But Cultus Johnny declined the invitation. He was tired, and wanted to rest. Besides, he had a bridle to finish which he was plaiting from the leather cut from the legs of an old pair of cow-boy boots which he had found; it would be worth ten dollars when finished. In spite of his good intentions Johnny spent the whole day in idleness at the home of Mrs. Peter; and, as it is no insult among the Indians for a buck to propose an elopement with his neighbor’s wife, because it is a very common business transaction among them, Johnny again suggested the escapade. The woman only laughed and seemed to enjoy the flirtation. But she would neither consent nor refuse. Hias Peter did not return that evening, and the next day Johnny was at the works with greater cannonading, and with more skookum tumtum than ever, and this time he was braver. He was just on the point of putting his arm around the keeka’s waist when the door opened and Peter darkened the opening. They looked at one another for a few moments like two panthers about to spring at each other’s throats. Hias Peter had a hias gun, and he raised it to his shoulder and glanced in a very savage and threatening way along the barrel toward Cultus Johnny’s heart. Johnny dropped to the floor and begged for mercy. Now it requires some courage to shoot a fellow-being down in cold blood, although the punishment may be well deserved, so Peter lowered his rifle.
“Klatawa!” (Go!) he commanded. “Hiak!” (Quick!) he shouted.
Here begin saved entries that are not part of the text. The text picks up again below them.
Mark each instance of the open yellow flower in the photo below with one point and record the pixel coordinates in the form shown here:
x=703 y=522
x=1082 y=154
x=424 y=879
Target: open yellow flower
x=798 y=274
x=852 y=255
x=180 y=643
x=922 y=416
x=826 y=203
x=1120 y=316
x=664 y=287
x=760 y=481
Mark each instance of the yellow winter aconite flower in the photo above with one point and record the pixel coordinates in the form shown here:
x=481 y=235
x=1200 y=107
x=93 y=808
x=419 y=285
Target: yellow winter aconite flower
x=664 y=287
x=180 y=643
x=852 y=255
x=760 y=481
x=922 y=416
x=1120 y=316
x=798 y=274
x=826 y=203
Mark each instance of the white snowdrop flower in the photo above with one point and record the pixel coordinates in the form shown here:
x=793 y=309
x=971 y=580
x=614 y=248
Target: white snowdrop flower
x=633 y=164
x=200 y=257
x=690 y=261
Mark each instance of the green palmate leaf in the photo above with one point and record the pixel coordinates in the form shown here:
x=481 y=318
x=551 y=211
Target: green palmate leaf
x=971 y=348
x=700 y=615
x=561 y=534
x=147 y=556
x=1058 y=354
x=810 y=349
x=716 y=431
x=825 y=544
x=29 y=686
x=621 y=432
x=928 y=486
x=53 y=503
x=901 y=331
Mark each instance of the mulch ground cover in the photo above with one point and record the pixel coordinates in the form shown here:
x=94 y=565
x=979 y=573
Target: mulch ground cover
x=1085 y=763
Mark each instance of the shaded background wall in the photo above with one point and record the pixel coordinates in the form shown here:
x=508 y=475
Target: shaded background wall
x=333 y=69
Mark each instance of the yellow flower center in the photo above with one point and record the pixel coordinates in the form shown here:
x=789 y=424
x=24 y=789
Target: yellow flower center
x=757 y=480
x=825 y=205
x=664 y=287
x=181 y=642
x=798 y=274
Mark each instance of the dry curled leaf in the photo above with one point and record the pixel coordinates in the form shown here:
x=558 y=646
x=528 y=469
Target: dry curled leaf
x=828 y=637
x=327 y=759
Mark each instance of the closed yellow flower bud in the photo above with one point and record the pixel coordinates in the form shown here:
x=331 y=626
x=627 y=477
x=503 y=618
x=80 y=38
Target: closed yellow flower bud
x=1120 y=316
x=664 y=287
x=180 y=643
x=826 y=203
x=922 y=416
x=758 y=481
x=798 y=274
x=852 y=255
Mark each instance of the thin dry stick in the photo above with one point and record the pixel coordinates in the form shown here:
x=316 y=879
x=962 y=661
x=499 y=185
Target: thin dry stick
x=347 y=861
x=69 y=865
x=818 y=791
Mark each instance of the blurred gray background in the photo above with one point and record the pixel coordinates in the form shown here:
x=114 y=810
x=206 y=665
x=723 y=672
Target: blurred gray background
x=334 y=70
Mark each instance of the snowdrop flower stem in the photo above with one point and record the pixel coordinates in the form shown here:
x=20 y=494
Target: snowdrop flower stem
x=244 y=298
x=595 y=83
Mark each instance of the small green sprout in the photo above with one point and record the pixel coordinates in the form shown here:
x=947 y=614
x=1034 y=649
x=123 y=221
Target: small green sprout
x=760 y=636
Johnny crawled on his hands and knees towards the door, and as he was creeping over the threshold Peter gave him one awful kick that sent him rolling on the ground outside. And turning to the woman: “Fooled!” he roared. “I will shoot you down like a coyote next time,” he said. As the Indian is a man of few words, he drew himself up to his hias (large) size in front of her. But the woman pleaded that she was not to blame. Johnny had persisted in his attentions to her, and she could not drive him off. “If you want to get rid of him, shoot him,” said Peter.
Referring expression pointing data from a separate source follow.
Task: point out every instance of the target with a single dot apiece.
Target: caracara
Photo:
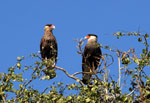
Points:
(90, 57)
(48, 46)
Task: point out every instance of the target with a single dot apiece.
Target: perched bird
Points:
(48, 45)
(90, 57)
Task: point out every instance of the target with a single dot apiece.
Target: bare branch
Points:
(71, 76)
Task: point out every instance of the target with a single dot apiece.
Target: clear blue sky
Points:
(22, 23)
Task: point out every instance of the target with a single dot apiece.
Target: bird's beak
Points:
(53, 27)
(86, 37)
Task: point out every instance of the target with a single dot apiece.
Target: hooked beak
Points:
(53, 27)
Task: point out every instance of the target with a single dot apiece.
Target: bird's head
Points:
(49, 27)
(91, 37)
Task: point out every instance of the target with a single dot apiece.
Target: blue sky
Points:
(22, 24)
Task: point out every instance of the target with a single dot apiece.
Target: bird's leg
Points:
(93, 69)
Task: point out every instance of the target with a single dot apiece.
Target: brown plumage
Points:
(48, 44)
(91, 57)
(48, 48)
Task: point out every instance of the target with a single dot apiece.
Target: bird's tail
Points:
(86, 78)
(50, 71)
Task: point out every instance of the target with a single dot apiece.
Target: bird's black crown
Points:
(92, 35)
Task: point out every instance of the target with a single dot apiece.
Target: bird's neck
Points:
(48, 32)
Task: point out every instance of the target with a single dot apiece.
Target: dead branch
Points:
(71, 76)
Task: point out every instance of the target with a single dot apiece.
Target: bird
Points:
(48, 46)
(90, 57)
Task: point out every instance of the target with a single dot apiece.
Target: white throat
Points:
(92, 38)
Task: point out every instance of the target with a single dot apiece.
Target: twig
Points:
(3, 99)
(118, 54)
(71, 76)
(131, 92)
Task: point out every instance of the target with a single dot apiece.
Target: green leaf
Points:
(88, 100)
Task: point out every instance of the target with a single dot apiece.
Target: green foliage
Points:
(14, 87)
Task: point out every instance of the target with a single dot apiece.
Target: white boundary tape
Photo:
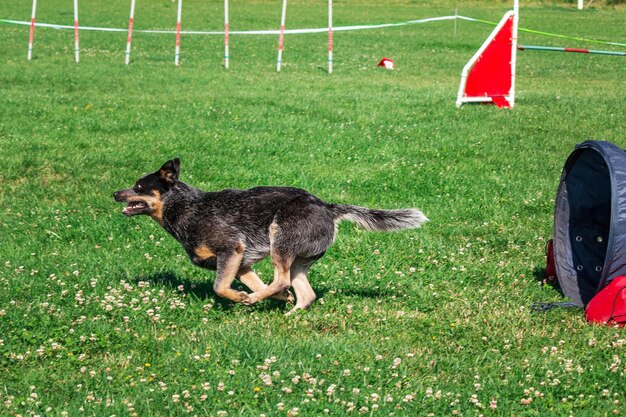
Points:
(244, 32)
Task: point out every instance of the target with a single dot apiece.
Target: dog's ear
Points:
(170, 171)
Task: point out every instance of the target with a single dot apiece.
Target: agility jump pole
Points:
(178, 18)
(281, 36)
(514, 51)
(76, 47)
(577, 50)
(129, 38)
(226, 28)
(330, 36)
(31, 35)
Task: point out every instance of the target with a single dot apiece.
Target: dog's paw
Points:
(243, 298)
(294, 311)
(285, 296)
(249, 299)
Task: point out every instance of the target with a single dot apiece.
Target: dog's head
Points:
(146, 196)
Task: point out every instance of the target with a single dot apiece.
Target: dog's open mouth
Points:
(135, 207)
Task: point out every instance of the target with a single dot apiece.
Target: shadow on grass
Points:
(204, 290)
(540, 275)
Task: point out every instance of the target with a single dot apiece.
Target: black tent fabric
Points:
(590, 220)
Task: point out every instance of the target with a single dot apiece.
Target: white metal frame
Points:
(461, 98)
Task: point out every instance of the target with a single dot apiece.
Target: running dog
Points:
(230, 230)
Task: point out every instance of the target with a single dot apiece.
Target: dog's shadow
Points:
(540, 276)
(204, 290)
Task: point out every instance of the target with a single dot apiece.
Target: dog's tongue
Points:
(132, 207)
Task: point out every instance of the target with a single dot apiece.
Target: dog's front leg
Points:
(251, 280)
(227, 267)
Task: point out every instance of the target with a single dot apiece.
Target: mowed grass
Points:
(104, 315)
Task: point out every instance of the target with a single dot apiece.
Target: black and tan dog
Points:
(230, 230)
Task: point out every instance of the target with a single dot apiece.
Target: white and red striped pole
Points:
(226, 40)
(178, 17)
(281, 37)
(129, 39)
(31, 35)
(330, 36)
(76, 47)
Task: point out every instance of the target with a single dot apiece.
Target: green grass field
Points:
(103, 315)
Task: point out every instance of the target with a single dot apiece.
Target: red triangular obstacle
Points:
(490, 75)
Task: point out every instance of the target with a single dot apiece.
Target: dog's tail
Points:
(380, 220)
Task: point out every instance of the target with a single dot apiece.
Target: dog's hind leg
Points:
(300, 283)
(282, 264)
(251, 280)
(227, 268)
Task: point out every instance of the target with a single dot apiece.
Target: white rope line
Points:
(243, 32)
Now, among the Indians, when you covet your neighbor’s wife, or have been too familiar with her, and you are caught with the goods, you do not fly into a far country for fear of your life. You still hang around, and the worst you can get is perhaps a pounding from the jealous neighbor; and the sweet environment is worth the risk.
Johnny’s skookum tumtum was somewhat out of commission for a while. When he met Mrs. Peter on the street after that they grinned at each other a few times without speaking; and by and by, when they thought Peter was out of sight, they would stop and talk for a while. He asked her again to fly to Kamloops with him, and she seemed to be swinging on the balance. Johnny dwelt upon his worldly assets—his saddle, his bridle, and all his skookum icties. Peter soon realized that his wife was eating at his table and living in another man’s tumtum, but he kept on chewing his beans and bacon and dried soquas (salmon) in silence, and, but for the intervention of Providence, Peter might have followed in the footsteps of Paul Spintlum.